L'absolutisme en question (l. 29-34)
Le dernier paragraphe repose sur la comparaison (l. 29) qui assimile les « mœurs » à la mode, soutenue par des échos entre le vocabulaire et la syntaxe du paragraphe et du reste de la lettre : l'idée de changement est rendue par les verbes « changent », « rendre [grave] », « imprime… à » et par la métaphore du « moule qui donne la forme », qui rappellent « tout serait changé » et « changement » ; Rica procède avec la même juxtaposition sans lien des phrases qui se succèdent en cascade.
Il opère ainsi un élargissement des « cibles » : le lecteur peut appliquer ce que Rica a dit de la mode à tous les domaines, notamment politique et social, avec la mention des charges d'État (« roi, monarque, Prince, souverain »), le mot « nation » et l'élargissement spatial (« Cour, Ville, provinces »). La succession hiérarchique en decrescendo et le rebondissement d'un palier à l'autre par un jeu de répétition (« Cour/Cour ; Ville/Ville, provinces ») donnent l'impression d'un élan irrésistible.
Le paragraphe, par sa structure, souligne la passivité des Français (soumis sans esprit critique au pouvoir) et la facilité du « roi » à s'imposer. La fin condamne sans appel le pouvoir exorbitant du « souverain » et le déséquilibre entre lui (désigné par sa charge) et « les autres », qu'un pluriel collectif renvoie dans l'anonymat.
Conclusion
[Faire le bilan de l'explication] Montesquieu, grâce au regard étranger faussement naïf, allie fantaisie, humour et dénonciation sévère : la satire dépasse le phénomène de la mode, s'applique aux domaines politique et social et critique le roi lui-même.
des points en +
Vous avez intérêt à mettre en relation le texte et les productions modernes qui présentent les mêmes enjeux. Cela suggérera à l'examinateur des questions intéressantes pour l'entretien (voir question 3).
[Mettre l'extrait en perspective] Déjà pratiqué par Montaigne ou La Bruyère, ce procédé efficace d'argumentation indirecte trouve son écho moderne dans le film Un Indien dans la ville (1994) ou le documentaire L'Exploration inversée (2007).

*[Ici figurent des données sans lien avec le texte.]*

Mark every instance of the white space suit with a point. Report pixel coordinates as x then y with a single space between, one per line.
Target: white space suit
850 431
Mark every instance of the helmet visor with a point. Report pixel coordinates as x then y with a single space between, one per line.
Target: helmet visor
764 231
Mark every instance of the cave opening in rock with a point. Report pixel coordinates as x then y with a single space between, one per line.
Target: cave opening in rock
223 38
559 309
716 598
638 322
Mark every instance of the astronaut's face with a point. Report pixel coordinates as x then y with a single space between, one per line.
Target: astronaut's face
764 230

2. La question de grammaire
Ces phrases ont la même structure : proposition principale (« ils ont oublié/Ils ignorent »)/subordonnée interrogative indirecte (« comment… été/hiver »).

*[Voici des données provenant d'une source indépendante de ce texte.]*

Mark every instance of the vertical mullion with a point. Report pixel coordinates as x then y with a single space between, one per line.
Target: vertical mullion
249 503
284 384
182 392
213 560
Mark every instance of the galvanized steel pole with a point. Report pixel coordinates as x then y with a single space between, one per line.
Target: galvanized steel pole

Leur structure interne est identique : [Sujet/verbe] [adverbe interrogatif/sujet/verbe/complément circonstanciel de temps]. On parle de parallélisme.
Les phrases sont juxtaposées (asyndète) et les derniers mots sont antithétiques. Le parallélisme, la juxtaposition et l'antithèse soulignent la rapidité des variations de la mode.

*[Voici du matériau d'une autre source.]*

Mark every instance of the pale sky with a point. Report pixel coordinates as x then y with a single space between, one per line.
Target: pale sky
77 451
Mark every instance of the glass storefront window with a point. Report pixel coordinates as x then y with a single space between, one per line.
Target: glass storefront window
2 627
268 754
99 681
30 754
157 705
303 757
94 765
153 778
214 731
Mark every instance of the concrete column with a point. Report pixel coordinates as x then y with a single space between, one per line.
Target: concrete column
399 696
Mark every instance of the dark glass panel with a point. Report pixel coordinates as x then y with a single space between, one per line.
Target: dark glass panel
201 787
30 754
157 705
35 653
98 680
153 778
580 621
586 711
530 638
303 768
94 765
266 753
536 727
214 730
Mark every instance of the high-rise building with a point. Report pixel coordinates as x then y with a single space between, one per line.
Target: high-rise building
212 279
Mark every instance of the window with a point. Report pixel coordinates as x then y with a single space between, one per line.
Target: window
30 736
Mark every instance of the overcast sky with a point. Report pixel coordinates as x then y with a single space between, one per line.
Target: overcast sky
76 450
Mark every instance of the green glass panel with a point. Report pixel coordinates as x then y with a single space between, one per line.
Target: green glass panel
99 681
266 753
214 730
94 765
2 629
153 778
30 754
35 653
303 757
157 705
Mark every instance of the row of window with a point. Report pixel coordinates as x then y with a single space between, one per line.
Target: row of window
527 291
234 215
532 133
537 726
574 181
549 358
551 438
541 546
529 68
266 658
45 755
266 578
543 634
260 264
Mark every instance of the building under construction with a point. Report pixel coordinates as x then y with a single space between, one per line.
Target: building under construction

Des questions pour l'entretien
Lors de l'entretien, vous devrez présenter une autre œuvre lue au cours de l'année. L'examinateur introduira l'échange et peut vous poser des questions sous forme de relances. Les questions ci-dessous ont été conçues à titre d'exemples.
1 Sur votre dossier est mentionnée la lecture cursive d'une autre œuvre relevant de la littérature d'idées : Micromégas, de Voltaire. Présentez-la brièvement.
2 Quels en sont les thèmes essentiels ? Quel sens donner à la dernière page ?
3 Pensez-vous qu'il serait intéressant d'adapter aujourd'hui ce conte en film ? Justifiez votre réponse.